Hello, I am David Unwin, another GP interested in the low-carb approach to helping my patients with type two diabetes.
My work formed the basis of an article published in the March 2014 edition of Practical Diabetes. ‘Low carbohydrate diet to achieve weight loss and improve HbA1c in type 2 diabetes and pre-diabetes: experience from one general practice’.
I am not a diabetic, but have been on the diet for about two years now. I started it as a gesture of support for my patients but find I am more alert and need less sleep on it. Surprisingly it seems to help me run faster too! I recently finished a 10 K road run in less than 46 minutes, my best time for years.

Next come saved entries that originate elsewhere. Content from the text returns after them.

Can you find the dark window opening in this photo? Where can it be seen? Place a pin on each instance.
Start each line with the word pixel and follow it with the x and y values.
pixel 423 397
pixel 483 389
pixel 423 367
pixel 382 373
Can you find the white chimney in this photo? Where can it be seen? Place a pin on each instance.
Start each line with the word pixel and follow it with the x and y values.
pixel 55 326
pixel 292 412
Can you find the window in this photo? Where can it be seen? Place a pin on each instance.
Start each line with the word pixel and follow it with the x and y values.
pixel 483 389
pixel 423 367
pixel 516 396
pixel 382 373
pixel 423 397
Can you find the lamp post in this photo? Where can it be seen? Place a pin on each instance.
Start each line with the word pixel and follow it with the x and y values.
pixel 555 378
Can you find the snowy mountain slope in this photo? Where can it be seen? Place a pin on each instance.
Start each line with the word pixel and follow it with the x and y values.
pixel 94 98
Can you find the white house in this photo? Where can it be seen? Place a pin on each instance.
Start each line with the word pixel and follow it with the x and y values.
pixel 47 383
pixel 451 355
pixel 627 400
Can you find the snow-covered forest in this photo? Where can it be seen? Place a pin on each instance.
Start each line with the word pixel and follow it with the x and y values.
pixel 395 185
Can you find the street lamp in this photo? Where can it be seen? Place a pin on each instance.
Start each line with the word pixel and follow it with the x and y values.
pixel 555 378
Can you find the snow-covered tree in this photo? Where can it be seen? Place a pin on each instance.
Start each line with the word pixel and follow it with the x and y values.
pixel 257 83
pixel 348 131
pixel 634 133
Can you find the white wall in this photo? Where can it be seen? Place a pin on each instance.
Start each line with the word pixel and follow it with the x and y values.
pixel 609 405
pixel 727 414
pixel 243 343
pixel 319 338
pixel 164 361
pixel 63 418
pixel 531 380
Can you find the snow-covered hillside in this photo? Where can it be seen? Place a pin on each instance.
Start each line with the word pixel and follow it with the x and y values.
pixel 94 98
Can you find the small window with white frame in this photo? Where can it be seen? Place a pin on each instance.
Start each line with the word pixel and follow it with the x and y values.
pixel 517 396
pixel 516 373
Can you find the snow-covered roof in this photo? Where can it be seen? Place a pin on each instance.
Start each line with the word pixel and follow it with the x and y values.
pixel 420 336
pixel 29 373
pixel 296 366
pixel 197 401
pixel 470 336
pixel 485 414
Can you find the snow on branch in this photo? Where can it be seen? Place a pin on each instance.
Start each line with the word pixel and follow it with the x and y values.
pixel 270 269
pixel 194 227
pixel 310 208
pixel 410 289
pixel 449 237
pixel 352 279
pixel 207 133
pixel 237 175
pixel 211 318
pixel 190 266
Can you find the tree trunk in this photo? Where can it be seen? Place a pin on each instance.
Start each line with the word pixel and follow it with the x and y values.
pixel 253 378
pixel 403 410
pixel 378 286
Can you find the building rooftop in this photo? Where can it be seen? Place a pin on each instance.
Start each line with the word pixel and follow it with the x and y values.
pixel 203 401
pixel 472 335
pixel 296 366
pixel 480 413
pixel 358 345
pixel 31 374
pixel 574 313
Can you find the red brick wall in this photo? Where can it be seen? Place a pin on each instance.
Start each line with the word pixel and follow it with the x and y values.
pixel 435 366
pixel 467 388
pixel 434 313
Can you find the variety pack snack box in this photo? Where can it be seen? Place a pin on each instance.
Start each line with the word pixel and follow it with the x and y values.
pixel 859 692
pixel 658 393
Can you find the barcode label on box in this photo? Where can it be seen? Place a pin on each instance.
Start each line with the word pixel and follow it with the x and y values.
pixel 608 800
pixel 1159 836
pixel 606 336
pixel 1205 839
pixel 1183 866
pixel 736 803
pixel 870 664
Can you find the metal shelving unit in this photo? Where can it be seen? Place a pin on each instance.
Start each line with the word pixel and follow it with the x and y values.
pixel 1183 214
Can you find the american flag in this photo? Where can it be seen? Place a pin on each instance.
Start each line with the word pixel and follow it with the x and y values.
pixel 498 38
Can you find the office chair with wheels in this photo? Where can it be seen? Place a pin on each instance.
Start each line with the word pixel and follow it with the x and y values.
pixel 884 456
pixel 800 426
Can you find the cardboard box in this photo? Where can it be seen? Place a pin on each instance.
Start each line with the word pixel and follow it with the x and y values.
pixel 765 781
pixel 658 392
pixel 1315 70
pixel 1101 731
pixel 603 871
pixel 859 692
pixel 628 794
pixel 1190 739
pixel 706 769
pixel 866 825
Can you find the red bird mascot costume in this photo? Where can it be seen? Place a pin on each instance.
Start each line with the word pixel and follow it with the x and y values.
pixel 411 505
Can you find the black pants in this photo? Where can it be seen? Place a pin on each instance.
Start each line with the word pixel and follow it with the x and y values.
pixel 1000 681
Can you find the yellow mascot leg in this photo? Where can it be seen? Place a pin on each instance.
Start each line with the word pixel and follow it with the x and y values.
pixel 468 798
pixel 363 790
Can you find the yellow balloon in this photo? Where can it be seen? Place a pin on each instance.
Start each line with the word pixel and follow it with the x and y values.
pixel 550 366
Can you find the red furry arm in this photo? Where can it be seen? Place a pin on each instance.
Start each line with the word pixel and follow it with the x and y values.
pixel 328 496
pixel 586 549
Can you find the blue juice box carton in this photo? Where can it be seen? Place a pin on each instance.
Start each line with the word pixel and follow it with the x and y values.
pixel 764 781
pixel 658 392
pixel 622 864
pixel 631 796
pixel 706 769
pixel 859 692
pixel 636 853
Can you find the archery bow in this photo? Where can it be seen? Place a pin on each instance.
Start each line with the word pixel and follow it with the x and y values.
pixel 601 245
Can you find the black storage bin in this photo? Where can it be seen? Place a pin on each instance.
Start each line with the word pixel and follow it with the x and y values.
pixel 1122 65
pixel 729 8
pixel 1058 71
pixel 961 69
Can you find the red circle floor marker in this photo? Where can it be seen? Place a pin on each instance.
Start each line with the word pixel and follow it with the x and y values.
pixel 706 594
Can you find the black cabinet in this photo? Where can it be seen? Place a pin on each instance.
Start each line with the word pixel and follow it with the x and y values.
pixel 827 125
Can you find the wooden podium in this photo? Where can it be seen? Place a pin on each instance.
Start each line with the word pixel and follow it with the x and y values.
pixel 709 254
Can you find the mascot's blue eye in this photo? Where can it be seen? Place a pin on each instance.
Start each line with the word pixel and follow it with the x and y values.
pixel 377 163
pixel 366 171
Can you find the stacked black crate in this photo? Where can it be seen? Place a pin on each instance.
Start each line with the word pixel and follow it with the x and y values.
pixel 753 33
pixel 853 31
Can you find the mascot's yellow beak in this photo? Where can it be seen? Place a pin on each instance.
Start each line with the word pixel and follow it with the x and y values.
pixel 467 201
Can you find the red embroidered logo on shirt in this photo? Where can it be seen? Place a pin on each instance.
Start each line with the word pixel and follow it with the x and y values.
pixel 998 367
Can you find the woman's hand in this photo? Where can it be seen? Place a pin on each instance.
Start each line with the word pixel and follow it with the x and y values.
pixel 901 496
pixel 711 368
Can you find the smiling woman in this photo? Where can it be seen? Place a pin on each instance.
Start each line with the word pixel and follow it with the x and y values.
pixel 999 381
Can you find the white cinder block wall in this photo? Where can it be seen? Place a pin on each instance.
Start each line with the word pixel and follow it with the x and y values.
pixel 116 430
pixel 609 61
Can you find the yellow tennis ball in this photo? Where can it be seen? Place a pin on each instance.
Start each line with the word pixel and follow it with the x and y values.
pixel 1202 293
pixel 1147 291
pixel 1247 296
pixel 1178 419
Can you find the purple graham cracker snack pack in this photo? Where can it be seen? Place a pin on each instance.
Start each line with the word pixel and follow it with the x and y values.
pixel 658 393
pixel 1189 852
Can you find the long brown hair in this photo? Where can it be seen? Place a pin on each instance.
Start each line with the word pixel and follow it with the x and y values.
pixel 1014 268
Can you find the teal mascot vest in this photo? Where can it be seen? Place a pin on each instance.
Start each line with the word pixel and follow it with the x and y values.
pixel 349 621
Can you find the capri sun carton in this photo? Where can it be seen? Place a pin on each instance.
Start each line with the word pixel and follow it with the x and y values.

Since writing the article in March, my practice has been given a small grant which means we have now helped 37 people with type two diabetes. Interestingly, the results are very similar to our original cohort including improvements to cholesterol, despite a diet higher in fat which makes one wonder…
Diabetics have long been exhorted to give up sugar and encouraged to take in complex carbohydrate in the form of the starch found in bread and pasta (especially if ‘wholemeal’). In fact, bread should be seen as concentrated sugar which explains why it has a higher glycaemic index than table sugar itself.
As there are no essential nutrients in starchy foods and diabetics struggle to deal with the glycaemic load they bring, we question why they need form a major part of their diet at all.
The recent increase in screening in general practice along with epidemic of ‘central obesity’ is revealing large numbers of pre-diabetics and diabetics (diabesity). At a time when there are questions about drug safety, which diet is best is of particular importance.
Many patients are already experimenting with the ‘low carb’ approach as it is so widely advocated on the internet. We wanted to see how effective and well tolerated it was.
A series of 19 type 2 diabetics and pre-diabetics volunteered to go on a low carbohydrate diet backed up with ten-minute one to one sessions with a GP or practice nurse, and regular group education.
After seven months only one had dropped out, of the rest all had significant weight loss (average 8.63 Kg) and the average HbA1c was down from 50.68 to 39.9 mmol/mol (6.7% to 5.7%).
Despite the higher fat intake on this diet the cholesterol dropped and liver function improved for nearly all participants.
We conclude this approach is easy to implement, brings rapid weight loss and improvement in HbA1c using a diet that the great majority of patients find easy to live with.